1. The application of the EPCs in the peripheral blood as the survival time prediction marker of the old and the elderly is provided.
2. The use of claim 1, wherein the number of EPCs in peripheral blood is a positively correlated marker for prediction of survival time in elderly.
3. The use of claim 1, wherein the indicator of the number of EPCs in peripheral blood is used as a single predictor or the number of EPCs in peripheral blood is used as a common predictor in combination with other predictors including RBC, HCT, AST, HGB, MCV, RDW-CV, RDW-SD, GGT, LDH, UREA, D-dimer, FER in age, gender and blood related indicators; among other prediction factors, anemia related indexes RBC, HGB and HCT are positive related markers for predicting the survival time of the old and the elderly, and age, heart, liver and kidney injury and coagulation related indexes MCV, RDW-CV, RDW-SD, AST, GGT, LDH, UREA, D-dimer and FER are negative related markers for predicting the survival time of the old and the elderly;
furthermore, the prediction of the survival time of the old and the elderly is within 13 years, preferably within 7 years;
furthermore, the model constructed by taking the number, age and HCT of the EPCs in the peripheral blood as common prediction factors can be used for predicting the long-term survival prognosis of the old and the elderly for more than 10 years;
wherein the number of EPCs is CD34+/CD133+Is a mark.
4. The method for predicting the survival time of the old and the elderly by adopting the EPCs comprises the steps of establishing a prediction model of the survival time of the old and the elderly by using the number of the EPCs in the peripheral blood as a single prediction factor or using the number of the EPCs in the peripheral blood and other prediction factors, obtaining the actual index of the prediction factor of the old and the elderly to be detected, and substituting the actual index into the prediction model to obtain the predicted survival time of the old and the elderly to be detected.
5. The method of claim 4, wherein said other predictors include age, RBC, HCT, HGB, MCV, RDW-CV, RDW-SD, AST, GGT, LDH, UREA, D-dimer, FER; the predictive model is a linear fit equation, a logistic regression model, or other statistical model.
6. The method of claim 4, wherein the model for prediction of the elderly's survival time excludes (1) uncontrolled acute medical conditions; and (2) a history of newly-occurring cerebral infarction, myocardial infarction, trauma and surgery in nearly 3 months; (3) patients with malignant tumors and patients with neoplastic disease during follow-up;
the number of EPCs is CD34+/CD133+And (6) counting the marks.

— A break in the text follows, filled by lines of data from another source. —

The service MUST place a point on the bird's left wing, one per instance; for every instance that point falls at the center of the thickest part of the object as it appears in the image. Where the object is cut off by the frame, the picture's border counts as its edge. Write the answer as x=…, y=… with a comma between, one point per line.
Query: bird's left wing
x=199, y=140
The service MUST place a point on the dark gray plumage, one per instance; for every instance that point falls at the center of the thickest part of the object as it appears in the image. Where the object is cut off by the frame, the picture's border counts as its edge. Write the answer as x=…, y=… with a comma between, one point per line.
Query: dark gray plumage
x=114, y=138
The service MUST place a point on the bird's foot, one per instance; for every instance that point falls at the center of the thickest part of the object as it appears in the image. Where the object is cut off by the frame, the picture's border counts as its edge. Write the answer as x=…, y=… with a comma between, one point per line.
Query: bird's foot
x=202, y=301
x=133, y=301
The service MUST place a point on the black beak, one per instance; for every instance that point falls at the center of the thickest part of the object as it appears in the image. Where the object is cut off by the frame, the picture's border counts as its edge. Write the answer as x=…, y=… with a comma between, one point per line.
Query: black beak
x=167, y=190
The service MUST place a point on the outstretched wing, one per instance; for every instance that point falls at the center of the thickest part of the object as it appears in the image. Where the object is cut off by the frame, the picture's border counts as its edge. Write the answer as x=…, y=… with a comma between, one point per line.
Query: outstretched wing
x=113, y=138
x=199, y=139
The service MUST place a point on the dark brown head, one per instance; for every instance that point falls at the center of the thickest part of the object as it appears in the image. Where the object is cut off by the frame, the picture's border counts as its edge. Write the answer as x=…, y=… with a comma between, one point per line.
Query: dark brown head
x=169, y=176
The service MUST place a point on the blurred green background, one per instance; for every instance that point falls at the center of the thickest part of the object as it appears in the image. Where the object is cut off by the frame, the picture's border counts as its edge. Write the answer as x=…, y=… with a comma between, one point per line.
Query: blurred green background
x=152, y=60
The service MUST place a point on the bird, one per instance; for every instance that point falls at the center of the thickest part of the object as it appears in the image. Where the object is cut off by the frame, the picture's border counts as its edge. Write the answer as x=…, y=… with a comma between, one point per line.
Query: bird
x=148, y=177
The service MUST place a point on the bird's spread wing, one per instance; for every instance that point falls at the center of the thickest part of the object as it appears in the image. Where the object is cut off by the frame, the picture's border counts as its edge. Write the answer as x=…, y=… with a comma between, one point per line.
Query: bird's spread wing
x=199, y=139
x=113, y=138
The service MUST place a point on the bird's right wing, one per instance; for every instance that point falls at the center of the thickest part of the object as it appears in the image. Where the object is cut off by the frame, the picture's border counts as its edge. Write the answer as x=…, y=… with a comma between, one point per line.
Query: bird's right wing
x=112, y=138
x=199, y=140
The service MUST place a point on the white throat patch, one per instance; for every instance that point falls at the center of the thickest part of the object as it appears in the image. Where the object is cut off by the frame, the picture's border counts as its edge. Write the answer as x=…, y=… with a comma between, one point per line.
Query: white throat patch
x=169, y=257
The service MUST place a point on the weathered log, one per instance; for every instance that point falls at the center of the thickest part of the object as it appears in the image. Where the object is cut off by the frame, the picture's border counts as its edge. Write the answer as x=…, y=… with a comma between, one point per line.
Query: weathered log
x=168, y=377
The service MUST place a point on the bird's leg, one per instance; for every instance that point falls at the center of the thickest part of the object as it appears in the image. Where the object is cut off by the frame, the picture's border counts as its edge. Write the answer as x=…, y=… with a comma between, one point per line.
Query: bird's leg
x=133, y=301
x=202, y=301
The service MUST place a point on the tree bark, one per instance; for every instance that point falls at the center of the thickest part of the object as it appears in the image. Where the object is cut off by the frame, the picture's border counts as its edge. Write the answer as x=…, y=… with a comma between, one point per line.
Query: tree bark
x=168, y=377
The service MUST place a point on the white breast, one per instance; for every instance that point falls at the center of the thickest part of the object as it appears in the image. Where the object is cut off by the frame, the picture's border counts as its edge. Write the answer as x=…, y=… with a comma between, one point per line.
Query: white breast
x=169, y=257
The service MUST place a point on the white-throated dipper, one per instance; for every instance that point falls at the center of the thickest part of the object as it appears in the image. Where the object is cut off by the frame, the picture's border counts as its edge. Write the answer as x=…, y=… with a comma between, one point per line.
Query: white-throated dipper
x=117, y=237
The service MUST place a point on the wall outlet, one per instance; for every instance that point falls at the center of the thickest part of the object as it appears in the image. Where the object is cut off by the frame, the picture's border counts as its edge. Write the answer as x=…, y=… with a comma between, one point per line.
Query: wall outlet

7. A reagent or a kit for predicting the survival time of old and old people comprises a detection reagent for detecting the quantity of EPCs in peripheral blood.
8. The reagent or kit of claim 7, further comprising other detection reagents for detecting RBC, HCT, AST, HGB, MCV, RDW-CV, RDW-SD, GGT, LDH, UREA, D-dimer, FER;
wherein the detection reagent for detecting the amount of EPCs in peripheral blood is used for detecting CD34+And CD133+Number of EPCs of double positive markers;
the kit also comprises a prediction card which is made by standardizing the established prediction model and is used for directly comparing the detection result with the prediction card to obtain a prediction result.
9. A method or medicament for prolonging the life time of the elderly, said method or medicament being for increasing the level of EPCs in the peripheral blood of the elderly.
10. The method or medicament of claim 9, wherein the method or medicament may have one or more of the following pathways of action: (1) promoting vascular endothelial repair of old and old people; (2) improving endothelial function homeostasis and mediating neovascularization via a variety of signaling pathways; (3) promoting angiogenesis through a microRNA signal pathway; (4) the secreted vasoactive substances are involved in the repair of endothelial function.